Such was Mars Brown, whom Barwood, shortly after his return to Washington, began to regard with distrust and dislike, as a possible rival in the quarter where his affections were chiefly centred.
It might have been expected, from the general's excessive preoccupation with lobbyists and politicians, that the business of the bureau should languish, and so it did. The brunt of it was borne by a few clerks—of whom Barwood was not one—whose tenure of office depended upon efficient work rather than upon influential backing.
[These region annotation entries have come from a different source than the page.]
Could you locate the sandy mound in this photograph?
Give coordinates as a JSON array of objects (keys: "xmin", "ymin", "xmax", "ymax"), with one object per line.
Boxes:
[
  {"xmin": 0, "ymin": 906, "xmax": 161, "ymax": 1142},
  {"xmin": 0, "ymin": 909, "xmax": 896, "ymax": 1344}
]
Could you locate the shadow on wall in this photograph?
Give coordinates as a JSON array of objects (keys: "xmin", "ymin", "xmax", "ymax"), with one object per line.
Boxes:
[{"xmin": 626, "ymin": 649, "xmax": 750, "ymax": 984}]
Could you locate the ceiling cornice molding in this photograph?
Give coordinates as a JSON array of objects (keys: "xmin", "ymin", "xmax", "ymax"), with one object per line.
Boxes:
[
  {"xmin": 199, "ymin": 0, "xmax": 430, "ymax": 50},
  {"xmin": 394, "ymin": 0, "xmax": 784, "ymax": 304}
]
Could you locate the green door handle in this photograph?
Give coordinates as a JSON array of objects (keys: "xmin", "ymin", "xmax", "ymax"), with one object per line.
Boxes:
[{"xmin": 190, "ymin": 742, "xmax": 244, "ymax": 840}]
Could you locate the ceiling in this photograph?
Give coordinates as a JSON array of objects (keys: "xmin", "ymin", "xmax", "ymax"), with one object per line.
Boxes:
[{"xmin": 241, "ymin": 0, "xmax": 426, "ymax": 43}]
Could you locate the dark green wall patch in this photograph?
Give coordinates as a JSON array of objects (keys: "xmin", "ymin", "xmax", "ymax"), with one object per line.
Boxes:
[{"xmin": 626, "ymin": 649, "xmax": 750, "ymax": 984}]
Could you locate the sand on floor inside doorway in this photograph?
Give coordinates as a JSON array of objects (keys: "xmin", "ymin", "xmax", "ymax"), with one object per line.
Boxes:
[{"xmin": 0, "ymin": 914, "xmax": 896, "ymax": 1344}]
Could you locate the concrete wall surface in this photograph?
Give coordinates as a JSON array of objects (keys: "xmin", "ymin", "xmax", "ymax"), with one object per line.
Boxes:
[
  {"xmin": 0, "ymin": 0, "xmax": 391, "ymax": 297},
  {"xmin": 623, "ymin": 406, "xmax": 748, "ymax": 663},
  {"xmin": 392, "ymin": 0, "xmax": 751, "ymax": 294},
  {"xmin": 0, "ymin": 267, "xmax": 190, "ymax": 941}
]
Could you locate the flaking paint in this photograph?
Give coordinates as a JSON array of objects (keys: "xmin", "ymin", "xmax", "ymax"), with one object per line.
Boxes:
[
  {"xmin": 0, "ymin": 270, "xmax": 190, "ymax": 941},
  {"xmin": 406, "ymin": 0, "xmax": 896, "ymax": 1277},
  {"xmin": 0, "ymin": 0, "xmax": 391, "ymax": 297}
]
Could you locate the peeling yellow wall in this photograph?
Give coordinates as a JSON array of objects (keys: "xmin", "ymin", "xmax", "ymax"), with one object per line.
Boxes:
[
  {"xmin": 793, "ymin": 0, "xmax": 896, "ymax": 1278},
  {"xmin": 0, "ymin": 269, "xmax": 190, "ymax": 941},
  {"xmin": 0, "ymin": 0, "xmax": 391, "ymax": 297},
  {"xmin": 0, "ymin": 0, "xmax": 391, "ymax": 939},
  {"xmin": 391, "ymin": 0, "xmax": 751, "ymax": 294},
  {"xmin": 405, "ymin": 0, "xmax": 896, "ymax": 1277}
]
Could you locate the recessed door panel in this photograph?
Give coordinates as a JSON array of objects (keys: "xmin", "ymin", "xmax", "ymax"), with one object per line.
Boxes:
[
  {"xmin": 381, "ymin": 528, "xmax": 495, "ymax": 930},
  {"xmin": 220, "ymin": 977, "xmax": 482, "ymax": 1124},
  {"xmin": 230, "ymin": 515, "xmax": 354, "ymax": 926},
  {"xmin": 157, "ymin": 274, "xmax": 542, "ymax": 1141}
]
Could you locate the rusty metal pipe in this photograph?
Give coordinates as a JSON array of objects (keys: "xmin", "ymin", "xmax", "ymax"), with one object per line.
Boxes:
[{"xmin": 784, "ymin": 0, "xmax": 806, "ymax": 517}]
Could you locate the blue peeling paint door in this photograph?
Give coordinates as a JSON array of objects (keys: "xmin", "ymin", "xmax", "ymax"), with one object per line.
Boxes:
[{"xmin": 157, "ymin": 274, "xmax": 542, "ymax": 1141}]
Government work must be performed by somebody, and it happens that, in spite of the great principle of rotation, the heads of men of undeniable usefulness rest firm upon their shoulders while hundreds are toppling all about them.
The bureau was not without spasmodic attempts at discipline. The general spent an occasional forenoon in lying in wait for delinquents, whose shortcomings he made the text for some very forcible remarks. The business of the office, he would state warmly, should be attended to, or he would make unpleasant theological arrangements for himself if he didn't know the reason why. With Brown he never went much further than to request, as a personal favor, that he would try to be on hand a little oftener and rather earlier, to which Brown always acceded quite cordially.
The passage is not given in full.